The service proxy log is silent, it also does not appear to print information related to loading the policy which might be the best clue I have. The istio-policy, containers make no mention of the request when it fails. The galley log has no errors in it either.

Using istioctl to output the configuration differences shows that there are none and the proxies are what is expected.
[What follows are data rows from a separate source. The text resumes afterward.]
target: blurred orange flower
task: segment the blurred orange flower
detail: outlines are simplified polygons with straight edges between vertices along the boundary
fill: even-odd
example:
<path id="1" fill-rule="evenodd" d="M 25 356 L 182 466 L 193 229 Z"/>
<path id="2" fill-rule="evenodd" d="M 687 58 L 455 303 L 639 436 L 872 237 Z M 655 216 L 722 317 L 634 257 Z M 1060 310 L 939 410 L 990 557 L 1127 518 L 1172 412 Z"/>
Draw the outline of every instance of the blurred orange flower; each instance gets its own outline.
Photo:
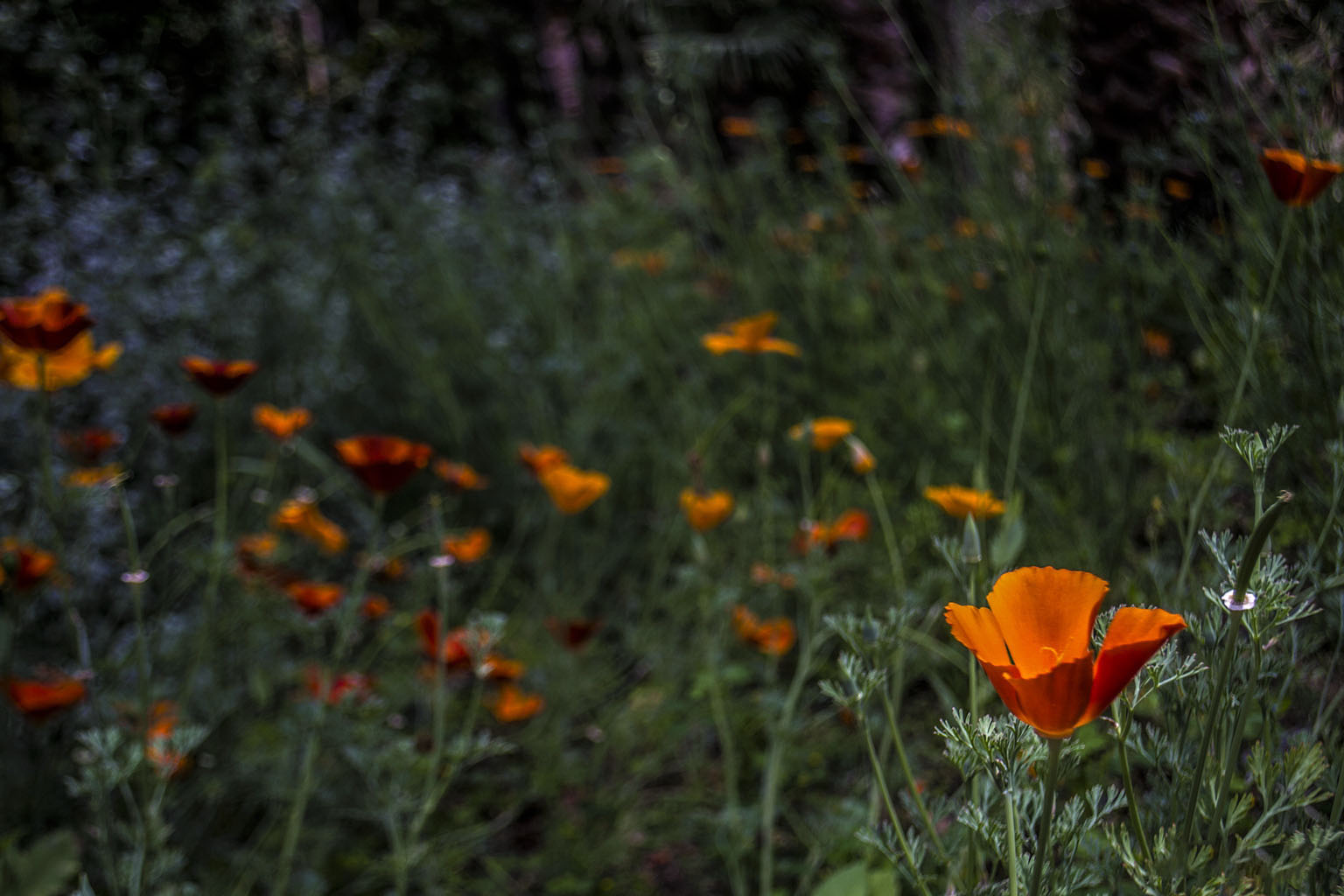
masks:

The same also for proxy-status.

The configuration is as follows

apiVersion: rbac.istio.io/v1alpha1
kind: ClusterRbacConfig
metadata:
  name: default
spec:
  mode: 'ON_WITH_INCLUSION'
  inclusion:
    namespaces: ["default"]
---
apiVersion: networking.istio.io/v1alpha3
kind: Gateway
metadata:
  name: ingress-gateway
spec:
  selector:
    istio: ingressgateway # use istio default controller
  servers:
  - port:
      number: 80
      name: http
      protocol: HTTP2
    hosts:
    - "*"
#
# Authentication is still an alpha feature so retain the service side validation and make
# mesh authentication optional as it is not yet stable
#
---
apiVersion: authentication.istio.io/v1alpha1
kind: Policy
metadata:
  name: experiment-auth-policy
spec:
  targets:
  - name: experiment
  peers:
  - mtls: {}
  origins:
  - jwt:
      issuer: "https://cognizant-ai.auth0.com/"
      jwksUri: "https://cognizant-ai.auth0.com/.well-known/jwks.json"
      audiences:
        - "http://api.cognizant-ai.dev/experimentsrv"
  principalBinding: USE_ORIGIN
---
apiVersion: rbac.istio.io/v1alpha1
kind: ServiceRole
metadata:
  name: service-user
spec:
  rules:
  - services: ["*"]
    paths: ["*"]
    methods: ["*"]
---
apiVersion: rbac.istio.io/v1alpha1
kind: ServiceRoleBinding
metadata:
  name: all-authenticated-users
spec:
  subjects:
  - properties:
      source.principal: "*"
      request.auth.claims[scope]: "all:experiments"
  roleRef:
    kind: ServiceRole
    name: service-user
---
---
apiVersion: networking.istio.io/v1alpha3
kind: VirtualService
metadata:
  name: grpc-experiment-service
spec:
  gateways:
  - ingress-gateway
  hosts:
  - "*"
  http:
  - match:
    - uri:
        prefix: "/dev.cognizant_ai.experiment.Service/"
    - uri:
       prefix: "/grpc.reflection.v1alpha.ServerReflection/"
    route:
    - destination:
        host: experiment.default.svc.cluster.local
---
apiVersion: networking.istio.io/v1alpha3
kind: DestinationRule
metadata:
  name: experiment
spec:
  host: experiment
  trafficPolicy:
    tls:
      mode: ISTIO_MUTUAL
---
apiVersion: v1
kind: Service
metadata:
  name: experiment
  labels:
    app: experiment
spec:
  ports:
  - port: 30001
    name: grpc-exp
    targetPort: 30001
  selector:
    app: experiment
---
2

I agree we need to improve the debugging experience, we’re working on this.

Meanwhile, @KarlMutch is this for the gRPC issue you opened gRPC JWT Authentication silently failing in Istio [workaround] or is this a new issue?

Let me know if this is for a different problem and I can help on this, thanks!